I'm studying the Newton's method on Banach spaces and having some trouble to understand its derivative.
Given two Banach spaces $\mathbb{E}, \mathbb{F}$ and a smooth map $f:\mathbb{E} \to \mathbb{F}$, a Newton's iteration of $f$ is the map $N_f:\mathbb{E}\backslash\mathcal{S} \to \mathbb{E}$ such that $$N_f(x) = x - (Df(x))^{-1}f(x),$$ where $\mathcal{S}$ is the set of points $x \in \mathbb{E}$ such that $Df(x)$ is not invertible.
After that, I know that if $x \in \mathbb{E}\backslash\mathcal{S}$ is a zero of $f$, then $DN_f(x) = 0$. I don't have a proof of this fact, they (the people of my book) just show this for complex functions and say it is the same thing for Banach spaces. I tried to prove and doesn't looks the same thing. Here are my thoughts:
I can define the map $D_f^{-1}:\mathbb{E}\backslash\mathcal{S} \to \mathcal{L}(\mathbb{F},\mathbb{E})$ such that $D_f^{-1}(x) = (Df(x))^{-1}$. Doing this I can informally write $$N_f = I - D_f^{-1}\cdot f,$$ where $I$ stands for the identity map. If I just follow what they say and treat $N_f$ as an ordinary complex function, then $$DN_f = I - (-1)D_f^{-2}\cdot D(D_f^{-1})\cdot f - D_f^{-1}\cdot D_f = $$ $$ = I + D_f^{-2}\cdot D(D_f^{-1})\cdot f - I = D_f^{-2}\cdot D(D_f^{-1})\cdot f.$$ Note that I used the chain rule and the product rule in the usual way, which supposedly I'm allowed to do. Now we substitute to get $DN_f(x) = D_f^{-2}(x)\cdot D(D_f^{-1})(x)f(x) = D_f^{-2}(x)\cdot D(D_f^{-1})(x)\cdot 0 = 0$, as claimed.
I have two questions:
1) Are my calculations correct (do they make sense)?

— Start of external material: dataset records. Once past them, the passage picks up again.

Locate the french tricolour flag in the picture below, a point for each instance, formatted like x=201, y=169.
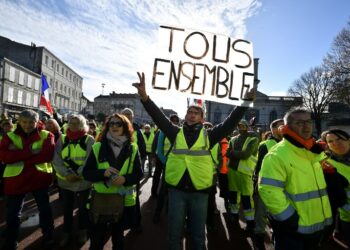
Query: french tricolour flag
x=44, y=99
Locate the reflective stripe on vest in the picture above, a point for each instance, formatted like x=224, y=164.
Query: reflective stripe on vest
x=224, y=147
x=270, y=143
x=215, y=153
x=197, y=161
x=129, y=192
x=16, y=168
x=247, y=166
x=166, y=145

2) What is $D_f^{-2}$ and $D(D_f^{-1})$ ? Even if my calculations are ok, I just don't know what are these maps. I don't know how to interpret it.
Thanks.
Firstly, the derivative of the inverse is not what you input (see second item below), as you rightly suspect. What you need to solve your problem is the conjunction of the following:
The second item is here, but let me put the main result here just for quick reference: The derivative of $X \mapsto X^{-1}$ at $X$ is not $ X^{-2}(\cdot)$, but $-X^{-1} (\cdot) X^{-1}$ instead.

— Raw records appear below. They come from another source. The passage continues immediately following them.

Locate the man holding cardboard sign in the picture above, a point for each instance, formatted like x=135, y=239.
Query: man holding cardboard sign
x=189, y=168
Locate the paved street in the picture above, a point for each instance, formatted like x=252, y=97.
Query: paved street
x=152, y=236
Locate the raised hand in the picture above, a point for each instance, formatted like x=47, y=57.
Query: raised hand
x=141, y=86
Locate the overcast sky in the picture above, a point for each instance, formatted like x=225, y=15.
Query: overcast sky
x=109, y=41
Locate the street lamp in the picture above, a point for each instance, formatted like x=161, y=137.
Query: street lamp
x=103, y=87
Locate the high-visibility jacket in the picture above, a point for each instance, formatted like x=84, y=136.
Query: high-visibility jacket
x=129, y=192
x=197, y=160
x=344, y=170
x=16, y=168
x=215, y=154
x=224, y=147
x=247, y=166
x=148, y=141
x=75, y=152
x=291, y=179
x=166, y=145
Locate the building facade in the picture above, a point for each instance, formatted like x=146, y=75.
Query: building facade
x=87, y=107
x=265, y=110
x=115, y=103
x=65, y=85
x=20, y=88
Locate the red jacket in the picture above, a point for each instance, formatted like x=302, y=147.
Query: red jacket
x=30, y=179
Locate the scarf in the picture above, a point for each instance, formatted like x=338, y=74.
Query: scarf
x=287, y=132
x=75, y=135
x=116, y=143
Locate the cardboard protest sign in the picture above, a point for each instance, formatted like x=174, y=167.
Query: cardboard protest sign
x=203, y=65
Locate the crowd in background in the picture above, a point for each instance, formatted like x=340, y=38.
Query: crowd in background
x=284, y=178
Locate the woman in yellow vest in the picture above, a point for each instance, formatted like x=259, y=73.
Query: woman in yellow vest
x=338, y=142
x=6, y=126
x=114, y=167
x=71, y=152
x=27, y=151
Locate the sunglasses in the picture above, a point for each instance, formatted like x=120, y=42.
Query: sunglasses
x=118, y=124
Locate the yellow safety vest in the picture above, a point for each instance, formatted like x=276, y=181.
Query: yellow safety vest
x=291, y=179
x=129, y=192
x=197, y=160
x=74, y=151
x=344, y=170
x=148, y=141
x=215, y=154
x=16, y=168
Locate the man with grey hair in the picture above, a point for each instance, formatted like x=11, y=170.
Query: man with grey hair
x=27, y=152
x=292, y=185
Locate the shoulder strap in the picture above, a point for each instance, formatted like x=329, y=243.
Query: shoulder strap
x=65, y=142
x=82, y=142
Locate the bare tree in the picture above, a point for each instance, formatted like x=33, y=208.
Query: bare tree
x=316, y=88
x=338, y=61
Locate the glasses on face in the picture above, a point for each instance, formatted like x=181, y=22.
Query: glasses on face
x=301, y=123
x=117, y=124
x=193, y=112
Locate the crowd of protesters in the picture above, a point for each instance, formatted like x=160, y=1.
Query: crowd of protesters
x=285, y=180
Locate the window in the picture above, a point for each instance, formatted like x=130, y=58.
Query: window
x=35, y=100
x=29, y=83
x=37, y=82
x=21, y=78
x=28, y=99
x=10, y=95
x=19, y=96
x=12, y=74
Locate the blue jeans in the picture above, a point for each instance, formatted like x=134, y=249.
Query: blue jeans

For the first item, we have $$\mathrm{ev}_{A,f}(v+h)=A(v+h)\cdot f(v+h)=(A(v)+A'_v \cdot h+\epsilon_1(h))\cdot(f(v)+f'_v \cdot h+\epsilon_2(h)).$$ After taking care of everything $o(h)$, we have that $(\mathrm{ev}_{A,f})_v'(h)=(A'_v \cdot h)f(v)+(A(v))\cdot (f'_v \cdot h)$
Coupling these together, this should net you that the derivative of $D_f^{-1} \cdot f$ at $x$ is $$h \mapsto (-D_f^{-1}(x)\big(D^{(2)}_f(x)\big)(h)D_f^{-1}(x)) \cdot (f(x))+(D_f(x)^{-1})\cdot(\big(Df(x)\big) \cdot h),$$ where $D^{(2)}$ is the second derivative, not $D\circ D$. Since $f(x)=0$, the left term vanishes, and you are left with the identity mapping, which cancels with the other identity.

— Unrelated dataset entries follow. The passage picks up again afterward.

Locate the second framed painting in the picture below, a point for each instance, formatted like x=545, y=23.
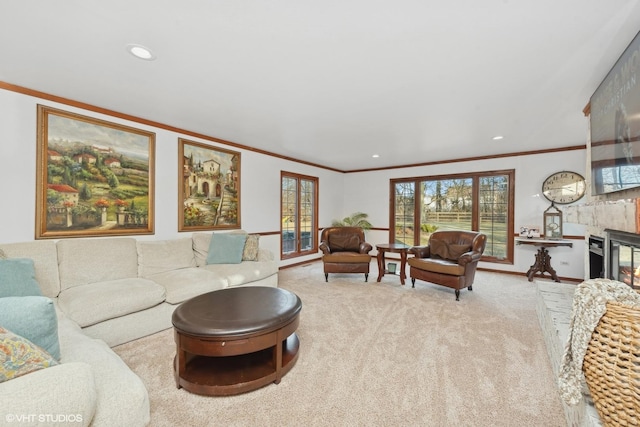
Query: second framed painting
x=209, y=187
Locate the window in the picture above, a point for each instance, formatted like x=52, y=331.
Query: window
x=478, y=201
x=299, y=215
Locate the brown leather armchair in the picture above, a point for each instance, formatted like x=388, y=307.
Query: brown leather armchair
x=450, y=259
x=345, y=251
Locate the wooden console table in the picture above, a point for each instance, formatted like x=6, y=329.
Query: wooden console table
x=543, y=260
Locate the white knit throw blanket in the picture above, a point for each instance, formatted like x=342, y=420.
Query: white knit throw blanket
x=589, y=305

EDIT: Actually, you don't even need the derivative of the inverse for your purposes, since the formula for $(\mathrm{ev}_{A,f})'_v$ says preemptively that, since $f(v)=0$, the term which has the derivative of the inverse will vanish (as it indeed does). However, an explicit computation may be useful and also help you as an example.